MAN Roland independence hailed by Jonathan Clark

The plan is for financiers, Allianz Capital Partners, to take 65 per cent ownership straight away and pour finance into MAN Roland’s development over the next years before the company follows Heidelberg’s path to public ownership. MAN AG will retain 35 per cent of the company.

Members of the joint venture have foreshadowed their belief in imminent industry consolidation and make no secret of their intentions to buy other businesses in order to grow the company.

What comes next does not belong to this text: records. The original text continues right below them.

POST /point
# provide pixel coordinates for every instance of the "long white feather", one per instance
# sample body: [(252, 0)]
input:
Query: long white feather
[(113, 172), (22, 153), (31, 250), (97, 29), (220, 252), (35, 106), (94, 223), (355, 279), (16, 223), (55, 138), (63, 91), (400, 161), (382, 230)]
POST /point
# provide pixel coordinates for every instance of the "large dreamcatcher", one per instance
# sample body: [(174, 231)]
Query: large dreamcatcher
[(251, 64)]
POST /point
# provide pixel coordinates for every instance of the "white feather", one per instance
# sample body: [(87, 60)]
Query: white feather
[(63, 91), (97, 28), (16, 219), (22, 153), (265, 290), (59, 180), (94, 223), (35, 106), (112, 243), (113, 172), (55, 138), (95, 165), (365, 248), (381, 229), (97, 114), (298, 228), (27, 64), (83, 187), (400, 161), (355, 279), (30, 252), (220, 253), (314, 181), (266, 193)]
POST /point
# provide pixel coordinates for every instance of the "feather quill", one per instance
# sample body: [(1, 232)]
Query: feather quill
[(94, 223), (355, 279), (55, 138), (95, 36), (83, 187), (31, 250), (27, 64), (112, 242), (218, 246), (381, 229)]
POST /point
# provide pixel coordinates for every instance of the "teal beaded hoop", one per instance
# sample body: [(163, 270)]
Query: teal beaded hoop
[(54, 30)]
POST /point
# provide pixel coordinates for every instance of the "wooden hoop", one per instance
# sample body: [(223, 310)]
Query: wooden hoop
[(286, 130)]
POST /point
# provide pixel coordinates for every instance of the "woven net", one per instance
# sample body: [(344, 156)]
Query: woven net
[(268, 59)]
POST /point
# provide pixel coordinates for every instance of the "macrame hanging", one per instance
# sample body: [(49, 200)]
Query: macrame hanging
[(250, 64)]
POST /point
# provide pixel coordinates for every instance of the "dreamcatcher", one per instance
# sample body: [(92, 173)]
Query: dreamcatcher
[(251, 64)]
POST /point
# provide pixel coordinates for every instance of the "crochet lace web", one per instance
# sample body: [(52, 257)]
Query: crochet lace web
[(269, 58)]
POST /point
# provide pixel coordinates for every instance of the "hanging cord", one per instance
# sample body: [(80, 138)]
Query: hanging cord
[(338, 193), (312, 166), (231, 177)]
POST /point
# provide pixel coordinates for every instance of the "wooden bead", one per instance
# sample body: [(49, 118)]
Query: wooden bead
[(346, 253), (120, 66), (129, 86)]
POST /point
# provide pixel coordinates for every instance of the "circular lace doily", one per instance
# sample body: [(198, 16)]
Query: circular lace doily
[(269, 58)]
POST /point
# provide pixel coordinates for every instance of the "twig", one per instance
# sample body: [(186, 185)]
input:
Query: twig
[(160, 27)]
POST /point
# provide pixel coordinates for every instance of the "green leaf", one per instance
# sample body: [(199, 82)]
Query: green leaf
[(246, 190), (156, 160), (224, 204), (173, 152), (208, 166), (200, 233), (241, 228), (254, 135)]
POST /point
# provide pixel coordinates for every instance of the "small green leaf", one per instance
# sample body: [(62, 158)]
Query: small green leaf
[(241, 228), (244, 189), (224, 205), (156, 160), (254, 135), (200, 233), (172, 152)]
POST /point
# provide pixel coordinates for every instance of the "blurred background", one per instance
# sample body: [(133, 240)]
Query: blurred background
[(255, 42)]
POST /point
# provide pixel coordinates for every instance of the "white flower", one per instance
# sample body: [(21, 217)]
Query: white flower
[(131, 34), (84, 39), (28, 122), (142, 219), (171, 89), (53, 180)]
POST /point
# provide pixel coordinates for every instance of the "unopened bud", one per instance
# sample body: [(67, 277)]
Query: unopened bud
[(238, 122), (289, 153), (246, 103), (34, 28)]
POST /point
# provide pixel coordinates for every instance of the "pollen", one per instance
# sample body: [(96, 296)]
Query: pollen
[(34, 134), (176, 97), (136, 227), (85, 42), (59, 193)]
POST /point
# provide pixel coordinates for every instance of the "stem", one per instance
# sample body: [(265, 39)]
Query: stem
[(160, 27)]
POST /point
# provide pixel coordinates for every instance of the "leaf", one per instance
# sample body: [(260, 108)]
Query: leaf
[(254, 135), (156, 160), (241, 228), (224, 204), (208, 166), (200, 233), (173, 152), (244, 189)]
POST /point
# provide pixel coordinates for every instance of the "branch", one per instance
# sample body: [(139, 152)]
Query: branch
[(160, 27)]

“It’s fantastic news for MAN Roland. It’s an absolute good thing for the company and for customers,” said Jonathan Clark, managing director of IPP Print& Pack, the MAN Roland agent in Australia and New Zealand (pictured). “When you consider the number of options a company such as Allianz has to invest, it means MAN Roland is regarded as the pick of the crop. A colleague of mine in the USA described it as… ‘being invited to dance by the best-looking girl in town.’”

This opinion reflects that of Gerd Finkbeiner, CEO of MAN Roland who said, “This step means a new era for MAN Roland. It will strengthen our position as an independent global solution-provider and increase our options. The company and its employees will gain a long-term perspective as well.

“Continuity in the management, corporate structure and MAN Roland brand names will ensure that the company retains its credibility and reliability for customers and employees. This will now be complemented by even greater flexibility and more rigorous decision-making processes.”

Thomas Pütter, CEO of Allianz Capital Partners said, “With its strong position in the market and excellent product know-how, MAN Roland Druckmaschinen has a very good starting point to continue growing and play a decisive role in the imminent consolidation of the industry. And we want to support the company in this important phase of its development.”